Early Life & Background


There was little indication in my early life that my career would take the path it has done. I was born in Beverley, Yorkshire in 1968. My father combined careers as a manager with that of a university lecturer while my mother pursued a career in personnel after raising our family. My school record was disappointingly average and I left at 16 with just ‘o’ levels and a few CSE’s.  With no clear idea what I wanted to do, other than an inclination to practical, hands on work, I entered a Youth Training Scheme working at a small electrical firm in Shrewsbury that repaired TV’s and installed radio and TV aerials.

While there I completed my City & Guilds and effectively completed an electrical apprenticeship. It was now that the factors that were to form my later career began to converge. While recovering from an appendix operation I was given a Sinclair ZX81 computer and found that computing came naturally and wanted to know more, writing pieces for Hobby magazines and creating projects with mixed results. It was the era of the famous Fiat Strada adverts, ‘Handbuilt by robots’. The final part of the trigger mechanism was meeting a guy who was working in Industrial automation. He made it clear to me that if I was really interested in this field I needed to do what he had done – go to University and get a good degree.

This was the spur needed to persuade me back to college at Shrewsbury Tech and get ‘A’ levels in Pure Maths, Applied Maths and Physics. Armed with these results I enrolled at Southbank Polytechnic. At the time this was the only ‘Poly’ recognised by the Institute of Engineers. My degree course was Electrical and Electronic engineering.  After an unsatisfactory first year, where the experience was a little too close to my school memories for comfort I was fortunate to scrape into the second year. The shock was sufficient to regain my focus, up my game and find my next career sign post.

At this time Southbank Poly had a partnership with a Polytechnic in Bremen through which one could get funded placements with German engineering companies while learning German.
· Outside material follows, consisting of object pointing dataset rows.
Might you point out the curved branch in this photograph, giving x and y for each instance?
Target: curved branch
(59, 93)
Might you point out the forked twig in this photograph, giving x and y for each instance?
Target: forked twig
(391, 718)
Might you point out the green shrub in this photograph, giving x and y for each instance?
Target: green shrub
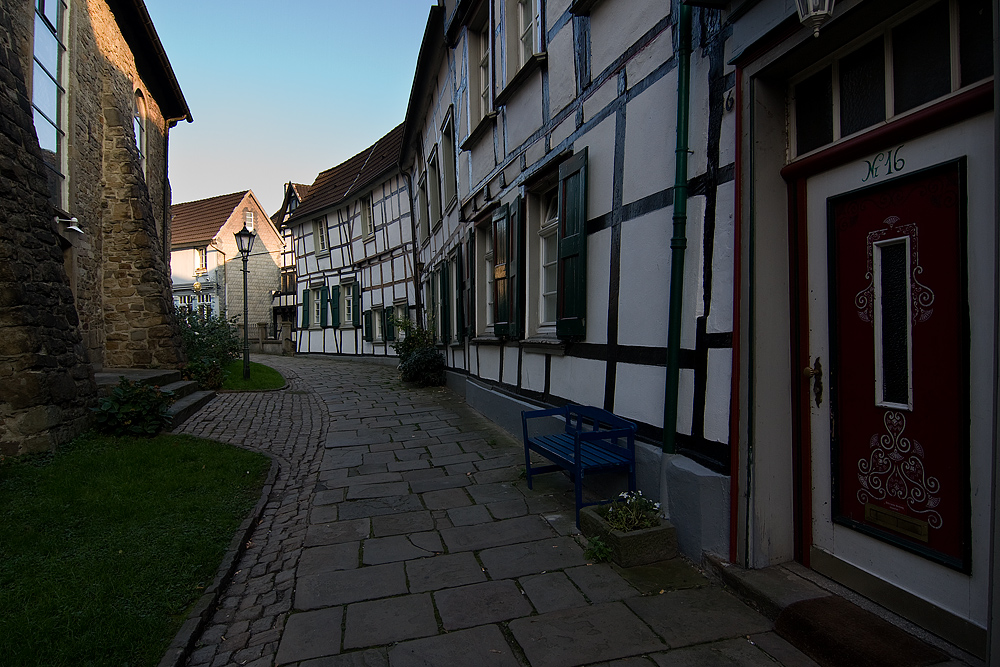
(631, 512)
(424, 367)
(133, 408)
(411, 337)
(419, 360)
(211, 342)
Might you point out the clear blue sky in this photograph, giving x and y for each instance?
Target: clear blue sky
(281, 90)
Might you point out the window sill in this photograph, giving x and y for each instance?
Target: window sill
(519, 78)
(478, 131)
(582, 7)
(547, 344)
(486, 339)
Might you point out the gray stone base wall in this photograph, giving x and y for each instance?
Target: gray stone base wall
(46, 385)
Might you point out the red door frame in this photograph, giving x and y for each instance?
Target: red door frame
(955, 109)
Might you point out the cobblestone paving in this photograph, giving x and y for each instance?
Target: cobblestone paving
(398, 533)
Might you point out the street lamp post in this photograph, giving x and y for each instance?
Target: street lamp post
(244, 241)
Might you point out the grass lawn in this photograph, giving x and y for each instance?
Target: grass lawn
(105, 546)
(261, 377)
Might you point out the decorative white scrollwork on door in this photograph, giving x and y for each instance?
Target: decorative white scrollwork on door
(894, 471)
(921, 296)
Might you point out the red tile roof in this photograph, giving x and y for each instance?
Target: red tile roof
(199, 221)
(349, 178)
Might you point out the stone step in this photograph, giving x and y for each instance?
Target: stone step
(181, 388)
(187, 406)
(108, 378)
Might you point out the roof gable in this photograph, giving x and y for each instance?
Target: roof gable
(350, 178)
(199, 221)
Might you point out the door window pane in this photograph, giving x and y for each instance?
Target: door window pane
(921, 58)
(814, 111)
(895, 329)
(862, 88)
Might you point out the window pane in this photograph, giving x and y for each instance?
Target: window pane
(46, 47)
(48, 139)
(975, 38)
(814, 111)
(921, 58)
(45, 94)
(51, 10)
(862, 88)
(895, 329)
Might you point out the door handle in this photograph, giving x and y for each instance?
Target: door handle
(815, 373)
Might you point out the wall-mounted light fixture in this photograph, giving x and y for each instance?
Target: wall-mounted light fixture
(814, 13)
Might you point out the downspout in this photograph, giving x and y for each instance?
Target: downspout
(416, 247)
(678, 244)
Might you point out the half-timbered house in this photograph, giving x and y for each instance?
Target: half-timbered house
(704, 216)
(354, 254)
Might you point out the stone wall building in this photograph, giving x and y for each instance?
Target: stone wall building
(98, 88)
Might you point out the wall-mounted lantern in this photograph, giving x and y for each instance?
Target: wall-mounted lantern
(814, 13)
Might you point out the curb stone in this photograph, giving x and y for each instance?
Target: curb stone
(182, 646)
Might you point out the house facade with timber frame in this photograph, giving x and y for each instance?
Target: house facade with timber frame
(352, 238)
(553, 231)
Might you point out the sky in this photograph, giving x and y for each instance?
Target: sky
(281, 90)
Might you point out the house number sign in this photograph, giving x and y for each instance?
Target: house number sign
(889, 160)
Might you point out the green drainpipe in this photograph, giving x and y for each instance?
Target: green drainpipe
(679, 241)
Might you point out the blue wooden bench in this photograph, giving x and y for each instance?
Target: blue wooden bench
(593, 441)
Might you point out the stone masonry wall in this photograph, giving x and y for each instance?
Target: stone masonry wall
(46, 385)
(137, 313)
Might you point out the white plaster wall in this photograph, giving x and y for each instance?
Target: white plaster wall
(720, 318)
(510, 361)
(598, 289)
(578, 380)
(645, 280)
(685, 401)
(639, 393)
(650, 140)
(717, 394)
(614, 26)
(533, 371)
(489, 362)
(600, 166)
(524, 111)
(644, 63)
(562, 69)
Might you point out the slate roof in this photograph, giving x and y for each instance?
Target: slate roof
(199, 221)
(350, 178)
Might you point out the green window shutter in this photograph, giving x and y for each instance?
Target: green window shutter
(357, 304)
(390, 324)
(459, 296)
(501, 297)
(369, 334)
(571, 309)
(470, 299)
(515, 269)
(445, 305)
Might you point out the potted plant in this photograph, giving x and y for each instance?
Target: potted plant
(631, 528)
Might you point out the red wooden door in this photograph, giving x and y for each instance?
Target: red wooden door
(899, 363)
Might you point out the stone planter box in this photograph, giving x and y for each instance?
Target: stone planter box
(638, 547)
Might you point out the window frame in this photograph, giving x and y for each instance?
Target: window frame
(367, 217)
(884, 32)
(58, 167)
(320, 233)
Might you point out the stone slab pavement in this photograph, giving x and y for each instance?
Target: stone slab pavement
(399, 533)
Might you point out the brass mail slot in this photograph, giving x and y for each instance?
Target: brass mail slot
(895, 521)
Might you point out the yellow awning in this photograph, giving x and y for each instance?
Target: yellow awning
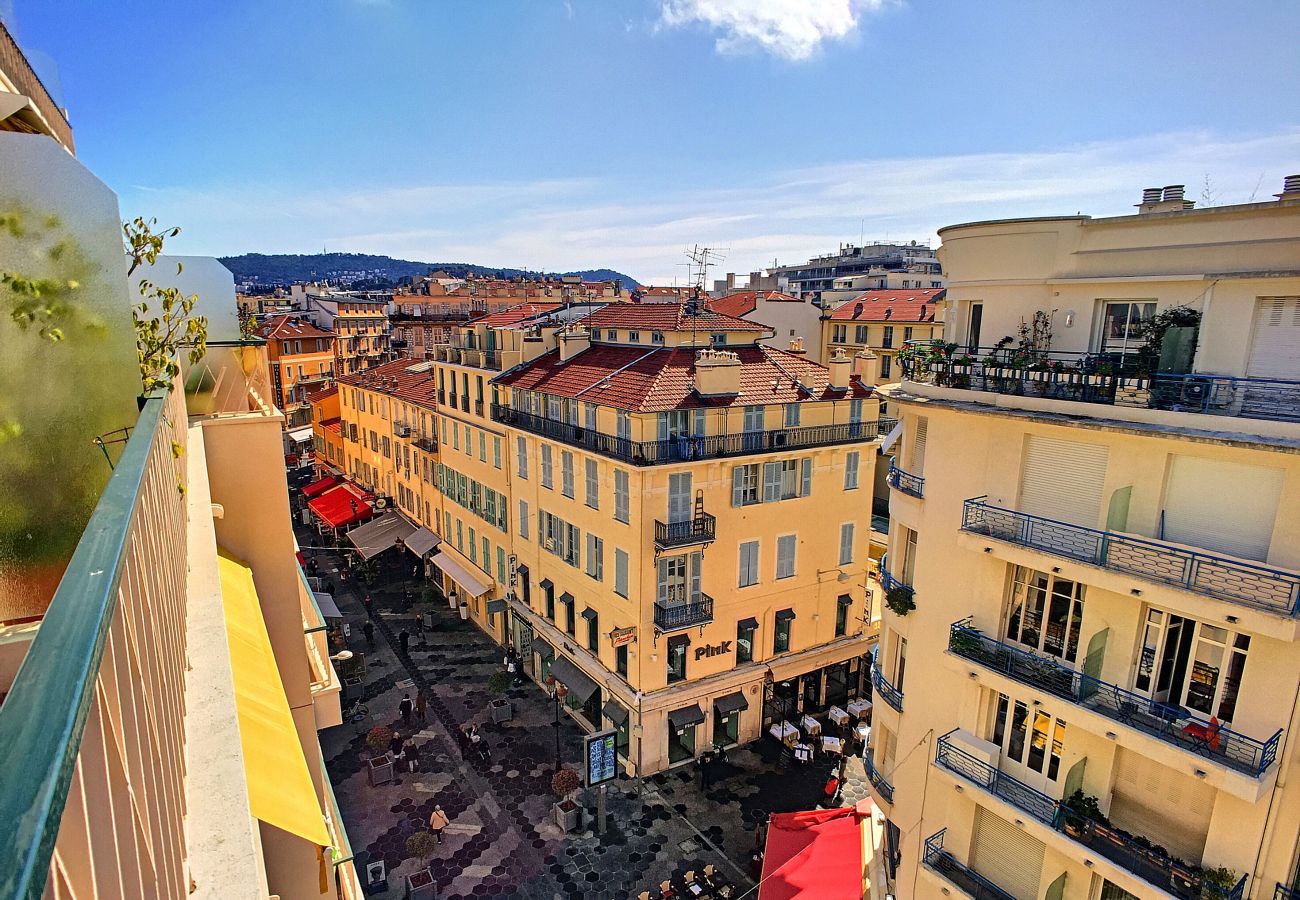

This was an opportunity to progress away from the daily strictures of the Poly and I leapt at the opportunity. At first this seemed a poor choice as although attached to Krupp in the Mercedes plant in Bremen one could only watch and not get hands on. Fortunately a chance encounter led to weekend and spare time work wiring control panels from designs for a small German company. They had a contract to supply conveyors for a large automated warehouse for Wurth in northern Italy. I was invited to help with the installation and commissioning in Italy and spent the next 6 months on this project and the experience confirmed my interest in the design and programming of this type of process.

Returning to Southbank, I completed my final year winning a 2:1 and missing a first by a whisker. My final year project was to make a Power Inverter that I created in its entirety from design, documentation and PCB’s to assembly of a working prototype.

I was now ready for the world of work and the only one out of a course of 60 who went into manufacturing.